3- Les civilisations passivées

« Toute civilisation croit que son mode de vie est le seul bon et le seul concevable, qu’elle doit y convertir le monde ou le lui infliger… » (Cioran, Histoire et utopie, Paris, Gallimard, 1960, pp. 38-39)

Les textes de Matoub engendrent une morale dédouanée de toute territorialité pathologique. La culture est l’affaire des psychés errantes, semblent nous dire certains. Mais n’est-il pas impératif que la culture soit observée par une entité historiquement constituée ? C’est cette équation que résout Matoub en disant que toute culture est convertible à l’universalité singulière. Cette universalité élèverait les peuples opprimés au rang de peuples fournisseurs d’expériences sentimentales à projection. « L’impérialisme économique ne se conçoit pas sans domination intellectuelle et scientifique. » (Le monde diplomatique, L’impérialisme culturel, décembre 1974, p. 7. Le texte est consultable au lien suivant : https://www.monde-diplomatique.fr/1974/12/A/32831).  

En défendant la culture berbère, Matoub Lounès décentre l’enjeu sans que le rayonnement politique cesse. C’est par la voie de son peuple qu’il creuse le fossé entre le politique et le spirituel. Les affaires de la Cité ne doivent pas se confondre avec les marges existentielles essentielles. Certes, rien ne peut échapper à la vision collective, en ce sens que le projet que devrait tracer la collectivité ne pourrait se passer des attentes individuelles que recèle tout un chacun. Matoub contraint tous au compromis politique sans les forcer à l’abandon des offres existentielles que peuvent être la promesse et le bien, le second étant le fondement lexico-éthique de la première. Matoub ne stigmatise pas les conservateurs avant de les avertir contre les méfaits de leur idéologie (mortifère).

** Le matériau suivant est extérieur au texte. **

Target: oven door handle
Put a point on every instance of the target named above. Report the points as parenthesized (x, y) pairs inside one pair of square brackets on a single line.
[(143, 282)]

Le mal radical ! La radicalité de l’action est un devoir aux accents atténués contre le laxisme de la position. Ce serait l’inverse de la posture bourgeoise, qui tente de rigidifier les positions pour échapper à la contrainte de l’Action. Actionner, c’est l’anti-acte : actionner vs acter. L’Histoire et l’historicisation. Les textes de Matoub agissent comme une spiritualité par laquelle la vie perd ses pouvoirs aliénants. Il donne à la culture berbère la possibilité de contribuer à la civilisation humaine en dépoussiérant les psychés, en les secouant pour les mettre devant leurs responsabilités historiques. Que chacun réagisse face à l’œuvre de neutralisation de la vie et de la civilisation humaines, nous disent les textes et l’existence de Matoub. Celui-ci nous dit que les cieux sont si généreux qu’ils ne peuvent refuser aucune voie, si rebelle soit-elle.

Conclusion : Matoub, une fête politique

S’il nous arrive de faire appel aux chansons de Matoub dans notre vie quotidienne pour la rendre abordable, il n’en reste pas moins que les textes peuvent se constituer comme un bréviaire des militants de l’Action alter-idéologique. Matoub donne à ses adversaires des visages non pas pour les jeter dans l’opprobre, mais pour circonscrire l’Histoire selon une éthique « contraignante ».

Le poète qu’est Matoub signe ses textes d’une encre acide pour dire la vérité sans prétention intellectuelle. Le combat qu’il mène est antibourgeois, il met tous ses congénères (conationaux) devant leurs responsabilités. Il lit du jour la contrainte des ténèbres. La civilisation humaine reste ouverte aux singularités exprimées par les peuples contre lesquels les révoltés de salons ont une dent. Matoub est un frère que nul temps ne peut nous faire oublier. Le Dionysos politique devient, avec cet auteur inclassable, possible, sans dérapages bourgeois ni soumission aux rigidités existentielles.